The ability to interpret digital data and manage machinery to optimize availability and cost would be among the new skills required of technicians.  Like supply chain coordinators, industrial engineers, robot coordinators, simulation experts, data analysts, accountants and sales people, jobs that already exist will require new skills to accomplish them.  The careers of the next generation will require these skills. 

A traditional 20th Century college education – particularly the now overabundant undergraduate business degree – will not serve us well.  Where and how will these new skills be acquired?  How will the workers of the future know what skills to learn?

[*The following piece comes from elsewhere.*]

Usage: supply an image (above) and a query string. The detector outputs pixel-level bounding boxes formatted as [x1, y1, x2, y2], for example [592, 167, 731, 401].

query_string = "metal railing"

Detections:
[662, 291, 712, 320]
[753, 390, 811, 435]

Moreover, what advice will you give to your kid when he or she graduates from college?



  1. When I was sixteen, some fifty three years ago, I knew of a company called Pipers of Poole (UK). They made Scotch Eggs and delivered them in very smart vans, with very smart van salesmen, from a very smart, fully automated factory. Hardly anyone actually worked in this glass palace, and almost no one got to see the inside, it was so secretive.
    Pipers Products were everywhere, delivering to pubs (of which there are many) and food establishments. A new wave of technology, the future?
    Well, it's all gone, closed down, not a trace of it to be seen, and only a few years after it's inception.

    Scotch Eggs? Yes, they're still around, but probably hand made and certainly not marketed with fervor of Pipers Products. I suspect it's demise was caused by poor management, or even greedy owners skimming too much off the top. Maybe too much capital investment in machinery and automation? No one would collapse a good business like this on purpose, so there must have been some sort of blundering somewhere.
    Maybe common sense or the lack of it, and maybe fifty years ago, a lack of business training? Whatever it was, it certainly wasn't solely automation that made this business fail.

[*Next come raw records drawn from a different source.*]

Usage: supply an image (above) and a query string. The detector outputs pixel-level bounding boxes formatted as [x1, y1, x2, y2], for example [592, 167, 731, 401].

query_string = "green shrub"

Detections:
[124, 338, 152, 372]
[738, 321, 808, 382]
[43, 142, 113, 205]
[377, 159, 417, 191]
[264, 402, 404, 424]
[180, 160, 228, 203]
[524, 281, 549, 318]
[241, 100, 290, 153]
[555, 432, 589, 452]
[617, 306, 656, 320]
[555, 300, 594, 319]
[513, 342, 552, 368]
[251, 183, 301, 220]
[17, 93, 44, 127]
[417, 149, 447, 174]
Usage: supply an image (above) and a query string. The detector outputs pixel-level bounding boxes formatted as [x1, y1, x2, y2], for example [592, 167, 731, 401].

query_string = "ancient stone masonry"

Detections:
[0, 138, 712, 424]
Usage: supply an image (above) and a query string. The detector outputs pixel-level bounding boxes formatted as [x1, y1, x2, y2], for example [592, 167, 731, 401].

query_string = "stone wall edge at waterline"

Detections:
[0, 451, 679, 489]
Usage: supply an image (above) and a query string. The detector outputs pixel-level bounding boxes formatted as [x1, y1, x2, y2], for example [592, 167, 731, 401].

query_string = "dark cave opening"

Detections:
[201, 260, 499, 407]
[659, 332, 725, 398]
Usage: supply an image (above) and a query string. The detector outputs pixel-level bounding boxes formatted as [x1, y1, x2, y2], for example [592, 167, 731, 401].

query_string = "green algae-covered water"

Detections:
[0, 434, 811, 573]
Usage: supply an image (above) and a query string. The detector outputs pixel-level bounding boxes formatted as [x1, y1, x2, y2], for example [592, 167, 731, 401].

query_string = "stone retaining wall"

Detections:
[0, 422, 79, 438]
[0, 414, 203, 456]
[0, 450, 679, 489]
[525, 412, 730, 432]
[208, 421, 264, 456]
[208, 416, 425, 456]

    So before there's a mad rush to automate everything, I'd suggest that a good education in business management, marketing, book keeping, and a splash of Common Sense (acquired by experience) will still serve the new generation well, and should be the backbone of any business. And that is the advice I'd give my grand kids.

  2. I was selling robots to industry in the early 1980s (yes, before many people were buying them). The workers hated/feared the idea of being replaced by a mechanical machine, even though we always showed them that they were performing mechanical work (not the best kind of job for a human) and that they should move toward programming these machines to do their job, which they knew the very best. Robot programmers are much higher paid than mechanical labor providers.

    Combined with unbridled globalization, the information age with AI, and the fact that even low-labor-cost areas like China are applying mechanical (their labor costs have gone up) and information automation everywhere they can, this article's advice is spot on. I will recommend it to younger people looking ahead for a sound career.

    In the 'factory of the future' there are only two living beings: a watchman and a dog.
    The watchman is there to feed the dog; and the dog is there to make sure the watchman doesn't touch anything.

  3. @Erik. Great comment. I love the Covey reference.